You may have seen the story last week: an older Missouri woman whose mother had died was denied communion when the mother’s obituary listed her and her female “partner” as survivors. Her Catholic pastor saw this, and called her to let her know that she was not to receive the Eucharist if she was living with another woman.
The woman had been a member of the parish for twelve years, was a cantor and lector and sang in the choir. While the priest was newly ordained -why does that not surprise me?- and did not know the woman well, she apparently was not calling attention to herself.
Until her mother died.
Aside from the appalling timing of his decision to deny communion to her, was this at all justifiable? Would he treat a heterosexual that he suspected of sin the same way? Call every couple who had been married for over ten years but had only one or two children and announce that he knew they were using contraception and were to no longer approach communion?
The question answers itself. I have attended Sunday liturgy my whole life, aside from a late adolescent lapse. I can count the times I have heard contraception mentioned on one hand. And I have never heard it said from the pulpit that married couples who are not toeing the line on all matters sexual are to abstain from communion. One can never presume anything about a particular couple and what they do at home, alone. If one could make such assumptions I know a lot of married Eastern Catholic priests who would be in big trouble; I know of few with more than two children.
No priest can ordain himself as moral inquisitor; such matters are best left to the confessional. It would be different, of course, in the unlikely event that a contracepting couple was bragging about it at coffee and donuts, or hosting seminars on the Pill. Then the priest would have an obligation to act to avoid scandal.
And so with the woman in question: all the priest knew was that she was living with another woman in some sort of committed relationship. Obviously, she was not flaunting her orientation or her alleged sins. She was discreet, and for all he knows, committing no sin at all.
In fact, many homosexuals have found that life and virtue are much easier if they are in a committed relationship with another person. Many faithful priests who have worked with those who experience same-sex attraction agree that this is the case; that isolation and loneliness are greater “occasions of sin” than than living in a committed and affectionate relationship.

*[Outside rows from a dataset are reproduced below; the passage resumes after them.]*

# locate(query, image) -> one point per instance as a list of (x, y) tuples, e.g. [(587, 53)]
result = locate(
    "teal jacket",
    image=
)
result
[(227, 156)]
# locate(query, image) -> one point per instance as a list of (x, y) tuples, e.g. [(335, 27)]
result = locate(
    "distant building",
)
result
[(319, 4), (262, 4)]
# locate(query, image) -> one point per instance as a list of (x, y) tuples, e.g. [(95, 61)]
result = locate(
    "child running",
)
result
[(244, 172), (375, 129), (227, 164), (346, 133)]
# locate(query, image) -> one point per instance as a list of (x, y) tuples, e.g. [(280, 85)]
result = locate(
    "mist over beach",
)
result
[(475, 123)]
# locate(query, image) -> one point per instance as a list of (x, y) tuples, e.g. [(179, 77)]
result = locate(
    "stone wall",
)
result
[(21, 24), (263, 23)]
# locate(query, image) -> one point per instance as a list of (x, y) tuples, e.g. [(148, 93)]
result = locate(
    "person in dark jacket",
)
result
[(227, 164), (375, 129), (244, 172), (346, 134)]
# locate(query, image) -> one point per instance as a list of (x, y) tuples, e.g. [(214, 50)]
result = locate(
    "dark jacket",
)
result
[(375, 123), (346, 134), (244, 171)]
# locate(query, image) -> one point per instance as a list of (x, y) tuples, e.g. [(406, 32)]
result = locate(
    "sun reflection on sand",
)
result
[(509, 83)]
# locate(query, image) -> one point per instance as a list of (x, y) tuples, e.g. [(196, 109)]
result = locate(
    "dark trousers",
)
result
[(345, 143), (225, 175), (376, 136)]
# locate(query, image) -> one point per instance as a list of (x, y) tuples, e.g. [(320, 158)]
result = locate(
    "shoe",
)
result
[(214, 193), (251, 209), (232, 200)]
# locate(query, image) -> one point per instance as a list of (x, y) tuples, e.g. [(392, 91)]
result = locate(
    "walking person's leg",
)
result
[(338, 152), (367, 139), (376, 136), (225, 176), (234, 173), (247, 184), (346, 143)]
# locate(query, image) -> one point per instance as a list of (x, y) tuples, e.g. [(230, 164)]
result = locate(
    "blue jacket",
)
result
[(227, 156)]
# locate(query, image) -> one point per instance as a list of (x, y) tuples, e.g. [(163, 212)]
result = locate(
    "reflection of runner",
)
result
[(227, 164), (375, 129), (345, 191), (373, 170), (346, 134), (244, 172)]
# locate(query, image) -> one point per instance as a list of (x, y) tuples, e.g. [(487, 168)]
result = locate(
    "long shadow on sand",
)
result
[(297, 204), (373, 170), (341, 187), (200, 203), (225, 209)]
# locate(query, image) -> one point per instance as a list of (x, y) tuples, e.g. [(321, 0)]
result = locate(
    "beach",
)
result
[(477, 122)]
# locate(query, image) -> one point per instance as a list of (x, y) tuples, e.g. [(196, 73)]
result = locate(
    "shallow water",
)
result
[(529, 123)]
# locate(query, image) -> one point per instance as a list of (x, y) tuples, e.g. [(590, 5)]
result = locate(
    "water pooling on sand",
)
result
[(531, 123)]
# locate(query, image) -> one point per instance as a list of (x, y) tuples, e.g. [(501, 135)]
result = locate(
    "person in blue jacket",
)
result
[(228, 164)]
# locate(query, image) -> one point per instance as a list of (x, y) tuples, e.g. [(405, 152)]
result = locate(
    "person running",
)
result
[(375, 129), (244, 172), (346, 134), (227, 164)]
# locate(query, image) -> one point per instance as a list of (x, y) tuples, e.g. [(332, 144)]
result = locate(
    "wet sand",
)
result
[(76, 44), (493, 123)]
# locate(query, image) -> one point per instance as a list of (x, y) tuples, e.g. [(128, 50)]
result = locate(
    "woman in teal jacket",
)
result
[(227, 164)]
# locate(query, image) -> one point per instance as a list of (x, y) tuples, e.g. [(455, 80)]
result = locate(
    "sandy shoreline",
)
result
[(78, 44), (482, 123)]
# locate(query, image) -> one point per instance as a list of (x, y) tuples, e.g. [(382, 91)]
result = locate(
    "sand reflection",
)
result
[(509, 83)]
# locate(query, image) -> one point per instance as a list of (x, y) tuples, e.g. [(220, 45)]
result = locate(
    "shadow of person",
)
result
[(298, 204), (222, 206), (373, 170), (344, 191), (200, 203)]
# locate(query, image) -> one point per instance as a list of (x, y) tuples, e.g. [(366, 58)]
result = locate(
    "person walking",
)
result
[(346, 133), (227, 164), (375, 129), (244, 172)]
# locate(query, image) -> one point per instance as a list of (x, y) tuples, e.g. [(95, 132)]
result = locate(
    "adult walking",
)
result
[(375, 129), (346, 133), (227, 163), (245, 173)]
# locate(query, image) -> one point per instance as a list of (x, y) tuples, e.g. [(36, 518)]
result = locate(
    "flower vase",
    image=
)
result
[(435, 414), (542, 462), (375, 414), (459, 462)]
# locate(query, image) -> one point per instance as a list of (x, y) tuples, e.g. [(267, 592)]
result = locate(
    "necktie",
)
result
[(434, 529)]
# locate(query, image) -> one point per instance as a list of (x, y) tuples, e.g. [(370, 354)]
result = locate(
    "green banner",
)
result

Here is one woman, from a Catholic online forum:
I am a 24 year-old lesbian and a recent convert to the faith. Deciding to become Catholic was a difficult and wonderful process (falling in love with the Faith but also realizing I had to let go of my sexuality). Ironically the person who introduced me to Catholicism was the lesbian woman I was falling in love with. We both new that we had a choice: continue to be sexually active with one another, or commit to and follow the teachings of the Church. As hard as it is to give up the desires of the flesh, we knew by reason and faith…our only choice was to follow God through the Church’s teaching. We have both been celibate for roughly a year. We have also been living together as companions … I believe this may be a rare phenomenon and this situation is not something that has been addressed by any church leaders to the best of my knowledge. I did however speak to a nun who said that although we are not committing a mortal sin by living together and loving one another, we may be putting ourselves into an “occasion of sin,” meaning we could easily be tempted into sin by our situation. The thing is, I think it would be more of an occasion for sin if I did not have this woman as my partner because she constantly supports me and encourages me to resist sin. If I were alone I would be much more likely to be impure. Plus, like many people I need to be close to someone in a relationship of love, trust, and commitment. I am wondering what other thoughtful Catholics think and feel about this.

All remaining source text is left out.